Sunday, May 02, 2010

Shedskin versus Psyco for 131 Project Euler Solutions

(Shedskin is an experimental (restricted) Python-to-C++ compiler.)

After releasing 0.4 I received a link to a blog post comparing PyPy, Unladen Swallow and Psyco for a set of over 100 project euler solutions. Of course, I decided to ask the author for the source code of these solutions, to have a go with Shedskin. It turned out to be a great test set for spotting performance flaws, and it even convinced me to add 64-bit integer support (shedskin -l), though I'm still not sure how generally useful that is.

Out of 204 solutions in total, I was able to get 131 to compile and run correctly (using the new 64-bit support), at a total of about 5,000 lines (sloccount). In some cases, I had to work around a Shedskin limitation, such as that mixing None and integers or nested functions are not allowed, but these were all very simple changes. While in many cases, it would have been easy to optimize things for Shedskin, I didn't make a single change other than to get things to compile. The other 73 solutions either needed arbitrary-precision arithmetic or use some unsupported module (mostly 'gmpy', whatever that is).

After optimizing Shedskin here and there (though only in generally useful ways, nothing really specific to these tests), I compared the run-time of Shedskin with that of Psyco on these 131 solutions. The graph below shows the relative speedup of Shedskin versus Psyco, taking the shortest time of three runs for each. Shedskin is faster in 109 cases out of 131, and if we take the cumulative time (730 versus 1330 seconds), 45% faster in total. Many of the 22 cases where Psyco wins deal with dictionaries, and I think Shedskin could also win most of these with a better dict implementation (any volunteers?).

A reason why the results may be somewhat flattering for Shedskin, is that quite a few solutions run in only a fraction of a second, and Psyco may suffer from a longer startup time (though I wouldn't know). On the other hand, many of the solutions are quite memory-intensive and spend a lot of time in the python builtins, so Shedskin often doesn't get a chance to shine. I think with a few manual changes to the solutions, many would run much faster using both Psyco and Shedskin, but with a larger speedup for Shedskin.

Unfortunately, Project Euler being semi-competitive and all, I cannot share the solutions. But I will mail the timings for each solution to the discussion group. Anyway, here's the setup I used to calculate the graph:

- shedskin -l (SVN 2010-5-1)
- g++ 4.4.3 -O3 -fprofile-generate/use -march=native -mtune=native -fomit-frame-pointer
- q9550s CPU
- each solution is run three times with Psyco, then three times with Shedskin, with a time.sleep(2) after each run
- the fastest time for each is taken.

So again, if anyone would be interested in rewriting the dict implementation, based on the CPython code (instead of relaying to the STL), that would be great. FFAO did this before for the set implementation, and that helped a lot.
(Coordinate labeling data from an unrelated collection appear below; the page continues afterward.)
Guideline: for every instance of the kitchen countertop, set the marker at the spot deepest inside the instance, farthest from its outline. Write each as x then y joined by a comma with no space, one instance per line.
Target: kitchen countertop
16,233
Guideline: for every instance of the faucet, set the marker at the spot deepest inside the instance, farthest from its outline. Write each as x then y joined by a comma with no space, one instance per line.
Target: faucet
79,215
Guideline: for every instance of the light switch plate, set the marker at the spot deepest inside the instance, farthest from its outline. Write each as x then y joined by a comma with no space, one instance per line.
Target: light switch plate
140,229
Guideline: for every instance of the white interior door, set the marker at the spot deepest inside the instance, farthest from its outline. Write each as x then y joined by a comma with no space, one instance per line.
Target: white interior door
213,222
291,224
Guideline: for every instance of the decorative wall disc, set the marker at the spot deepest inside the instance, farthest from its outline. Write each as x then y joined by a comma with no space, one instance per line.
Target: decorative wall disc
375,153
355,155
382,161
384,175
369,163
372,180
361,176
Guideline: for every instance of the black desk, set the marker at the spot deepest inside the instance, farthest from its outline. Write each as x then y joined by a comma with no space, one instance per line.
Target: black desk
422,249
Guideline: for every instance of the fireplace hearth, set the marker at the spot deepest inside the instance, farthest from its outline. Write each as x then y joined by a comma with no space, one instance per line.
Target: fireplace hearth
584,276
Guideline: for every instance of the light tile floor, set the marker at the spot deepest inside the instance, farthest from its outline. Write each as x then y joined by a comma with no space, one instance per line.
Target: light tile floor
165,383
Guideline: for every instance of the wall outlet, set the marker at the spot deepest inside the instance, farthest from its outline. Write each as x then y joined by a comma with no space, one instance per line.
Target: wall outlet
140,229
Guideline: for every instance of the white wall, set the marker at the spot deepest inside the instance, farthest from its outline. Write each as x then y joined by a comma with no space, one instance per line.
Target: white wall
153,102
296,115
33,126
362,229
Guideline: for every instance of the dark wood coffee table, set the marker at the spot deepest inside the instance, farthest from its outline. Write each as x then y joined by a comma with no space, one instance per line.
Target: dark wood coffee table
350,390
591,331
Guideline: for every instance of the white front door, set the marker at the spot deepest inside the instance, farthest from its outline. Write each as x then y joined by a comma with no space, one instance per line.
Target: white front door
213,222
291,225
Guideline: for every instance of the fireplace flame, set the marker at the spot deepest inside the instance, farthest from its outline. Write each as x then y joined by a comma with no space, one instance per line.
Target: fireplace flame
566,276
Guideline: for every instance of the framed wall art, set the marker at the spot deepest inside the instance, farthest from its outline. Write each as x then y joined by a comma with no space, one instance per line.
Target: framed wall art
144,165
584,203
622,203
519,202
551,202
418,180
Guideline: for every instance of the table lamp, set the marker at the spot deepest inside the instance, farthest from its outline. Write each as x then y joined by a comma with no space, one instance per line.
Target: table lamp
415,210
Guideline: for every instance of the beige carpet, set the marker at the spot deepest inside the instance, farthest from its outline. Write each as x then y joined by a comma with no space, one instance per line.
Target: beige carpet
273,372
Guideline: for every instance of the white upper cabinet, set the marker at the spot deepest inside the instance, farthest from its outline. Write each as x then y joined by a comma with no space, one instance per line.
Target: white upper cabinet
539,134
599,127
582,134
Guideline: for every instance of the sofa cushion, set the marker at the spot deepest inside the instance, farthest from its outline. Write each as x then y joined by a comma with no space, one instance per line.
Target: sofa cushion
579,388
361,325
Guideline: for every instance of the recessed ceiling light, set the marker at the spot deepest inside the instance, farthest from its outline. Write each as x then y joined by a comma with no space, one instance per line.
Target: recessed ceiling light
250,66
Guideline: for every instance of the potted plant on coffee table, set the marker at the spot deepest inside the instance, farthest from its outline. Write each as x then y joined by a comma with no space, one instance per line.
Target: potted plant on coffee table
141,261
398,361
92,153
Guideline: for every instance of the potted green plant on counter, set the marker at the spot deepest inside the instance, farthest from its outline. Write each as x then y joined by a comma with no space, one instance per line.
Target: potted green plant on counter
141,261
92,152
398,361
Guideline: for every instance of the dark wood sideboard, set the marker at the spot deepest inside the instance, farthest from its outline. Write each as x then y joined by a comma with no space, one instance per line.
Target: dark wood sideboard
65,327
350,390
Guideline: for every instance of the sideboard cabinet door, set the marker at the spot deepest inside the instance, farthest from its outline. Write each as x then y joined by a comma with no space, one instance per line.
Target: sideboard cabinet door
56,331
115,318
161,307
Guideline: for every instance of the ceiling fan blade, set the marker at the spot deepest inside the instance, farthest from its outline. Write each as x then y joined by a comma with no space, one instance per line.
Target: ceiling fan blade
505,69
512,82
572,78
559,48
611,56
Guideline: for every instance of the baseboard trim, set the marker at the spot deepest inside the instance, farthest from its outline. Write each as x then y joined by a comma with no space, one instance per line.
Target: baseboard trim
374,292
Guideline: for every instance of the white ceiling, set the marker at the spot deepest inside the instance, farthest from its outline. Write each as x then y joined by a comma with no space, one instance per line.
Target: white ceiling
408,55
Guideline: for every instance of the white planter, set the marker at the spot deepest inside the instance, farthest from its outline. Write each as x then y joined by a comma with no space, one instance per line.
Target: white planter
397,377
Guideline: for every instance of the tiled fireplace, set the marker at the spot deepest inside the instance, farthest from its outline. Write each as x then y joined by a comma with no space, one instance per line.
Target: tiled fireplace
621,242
Jean-Paul Calderone said...

Hi Mark,

I think you've graphed these results in a slightly misleading way (only "slightly" because I think your results *do* basically support your conclusion). By plotting psyco time over shedskin time, you've maximized the visual impact of the results that are favorable to shedskin and minimized the visual impact of results favorable to psyco. If you plot the reciprocal (shedskin over psyco) I think you'll see what I mean - the resulting graph will be a lot less spectacular.

A better way to plot these results would graph a datapoint where psyco is 2x faster than shedskin and a datapoint where shedskin is 2x faster than psyco at equal distances from a visual baseline, rather than putting the former only half as far from the baseline as the latter as your graph here does.

srepmub said...

thanks. yeah, that would probably be better. but I think most people will be able to interpret the current graph just fine..

Togge said...

The 'gmpy' seems to be a "multiprecision arithmetic" (see with implementation both in C++ and in Python.

Which brings me to a question: Is it generally easier to make Shedskin support modules implemented in C++ or is Python better?

(My guess is "it depends"... :))

Joel said...

Could you redo the graph with a logarithmic scale? It would be much fairer.

srepmub said...

sorry, I'm not interested in changing the graph, because it's perfectly clear IMO. if you'd like to make your own graph and blog about it, you can use the individual timings I posted to the discussion group.

Alex said...

@Togge, please _don't_ use the extremely ancient and obsolete version of gmpy that's on sourceforge -- is supposed to eventualy become the official site, and for the moment it points to the very up-to-date repository. (sourceforge won't let me in any more so I've given up on closing that ancient project, for now).

Anyway, yes, gmpy is a general multiprecision library for Python using GMP, the Gnu Multiprecision Library (or alternatively MPIR in gmpy's recent versions).